"Respectable!" burst in Louise, and raised two blazing eyes to her companion's face. "That's the second time. Why do you come here, Madeleine, and talk like that to me? He did what he was obliged to—that's all: for I should never have let him go. Can't you see how preposterous it is to think that by talking of respectability, and unworthiness, you can make me leave off caring for him?—when for months I have lived for nothing else? Do you think one can change one's feelings so easily? Don't you understand that to love a person once is to love him always and altogether?—his faults as well—everything he does, good or bad, no matter what other people think of it? Oh, you have never really cared for anyone yourself, or you would know it."
"It's not preposterous at all," retorted Madeleine. "Yes—if he had deserved all the affection you wasted on him, or if unhappy circumstances had separated you. But that's not the case. He has behaved scandalously, without the least attempt at shielding you. He has made you the talk of the place. And you may consider me narrow and prejudiced, but this I must say—I am boundlessly astonished at you. When he has shown you as plainly as he can that he's tired of you, that you should still be ready to defend him, and have so little proper pride that you even say you would take him back!——"

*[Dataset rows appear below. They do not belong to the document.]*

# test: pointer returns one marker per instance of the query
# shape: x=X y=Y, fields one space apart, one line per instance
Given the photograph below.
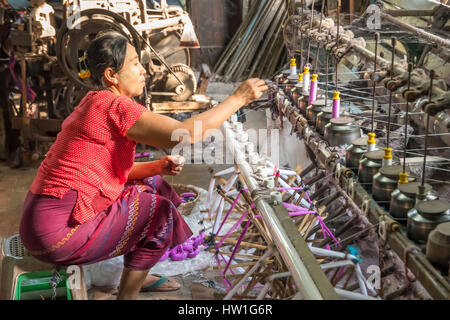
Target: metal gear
x=185 y=91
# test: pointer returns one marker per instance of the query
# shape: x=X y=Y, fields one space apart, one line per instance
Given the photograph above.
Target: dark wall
x=215 y=23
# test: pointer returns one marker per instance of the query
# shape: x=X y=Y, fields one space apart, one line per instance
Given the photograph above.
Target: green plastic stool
x=33 y=285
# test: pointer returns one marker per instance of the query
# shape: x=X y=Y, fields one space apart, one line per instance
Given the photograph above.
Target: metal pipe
x=426 y=35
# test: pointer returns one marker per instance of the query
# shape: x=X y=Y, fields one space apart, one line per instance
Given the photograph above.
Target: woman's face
x=131 y=78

Louise turned on her. "You would never do that, Madeleine, would you?—never so far forget yourself as to crawl to a man's feet and ask—ask?—no, implore forgiveness, for faults you were not conscious of having committed. You would never beg him to go on loving you, after he had ceased to care, or think nothing on earth worth having if he would not—or could not. As I would; as I have done." But chancing to look at Madeleine, she grew quieter. "You would never do that, would you?" she repeated. "And do you know why?" Her words came quickly again; her voice shook with excitement. "Because you will never care for anyone more than yourself—it isn't in you to do it. You will go through life, tight on to the end, without knowing what it is to care for some one—oh, but I mean absolutely, unthinkingly——"

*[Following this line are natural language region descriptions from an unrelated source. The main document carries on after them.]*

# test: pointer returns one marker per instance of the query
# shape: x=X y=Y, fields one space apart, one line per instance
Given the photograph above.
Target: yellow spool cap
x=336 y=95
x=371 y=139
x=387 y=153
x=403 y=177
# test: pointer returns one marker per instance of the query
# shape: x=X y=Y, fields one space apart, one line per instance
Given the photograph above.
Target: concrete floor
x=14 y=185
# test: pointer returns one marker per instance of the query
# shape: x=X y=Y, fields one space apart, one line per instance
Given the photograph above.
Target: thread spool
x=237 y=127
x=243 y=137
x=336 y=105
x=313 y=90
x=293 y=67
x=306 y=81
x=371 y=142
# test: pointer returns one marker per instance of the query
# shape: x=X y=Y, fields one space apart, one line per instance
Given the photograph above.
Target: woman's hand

She broke down, and hid her face again. Madeleine had carried the cups and saucers to a side-table, and now put on her hat.
"And I hope I never shall," she said, forcing herself to speak calmly. "If I thought it likely, I should never look at a man again."

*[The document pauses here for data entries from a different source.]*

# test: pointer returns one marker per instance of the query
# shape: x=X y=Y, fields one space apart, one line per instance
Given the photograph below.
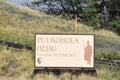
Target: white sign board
x=59 y=50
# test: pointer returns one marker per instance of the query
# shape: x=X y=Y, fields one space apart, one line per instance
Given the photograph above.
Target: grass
x=24 y=65
x=19 y=24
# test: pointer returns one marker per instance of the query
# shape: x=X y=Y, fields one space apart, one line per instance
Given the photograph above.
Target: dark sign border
x=62 y=67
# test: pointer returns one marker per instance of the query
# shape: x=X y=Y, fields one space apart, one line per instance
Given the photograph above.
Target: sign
x=60 y=50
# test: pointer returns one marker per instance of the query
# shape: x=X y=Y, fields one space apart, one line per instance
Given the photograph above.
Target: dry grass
x=19 y=24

But Louise had not finished. Coming round to the front of the rocking-chair, and leaning on the table, she gazed at Madeleine with wild eyes, while her pale lips poured forth a kind of revenge for the suffering, real and imaginary, that she had undergone at the hands of this cooler nature.
"And I'll tell you why. You are doubly safe; for you will never be able to make a man care so much that—that you are forced to love him like this in return. It isn't in you to do it. I don't mean because you're plain. There are plenty of plainer women than you, who can make men follow them. No, it's your nature—your cold, narrow, egotistic nature—which only lets you care for things outside yourself in a cold, narrow way. You will never know what it is to be taken out of yourself, taken and shaken, till everything you are familiar with falls away."
She laughed; but tears were near at hand. Madeleine had turned her back on her, and stood buttoning her jacket, with a red, exasperated face.
"I shall not answer you," she said. "You have worked yourself into such a state that you don't know what you're saying. All the same, I think you might try to curb your tongue. I have done nothing to you—but be kind to you."
"Kind to me? Do you call it kind to come here and try to set me against the man I love best in the world? And who loves me best, too. Yes; he does. He would never have gone, if he hadn't been forced to—if I hadn't been a hindrance to him—a drag on him."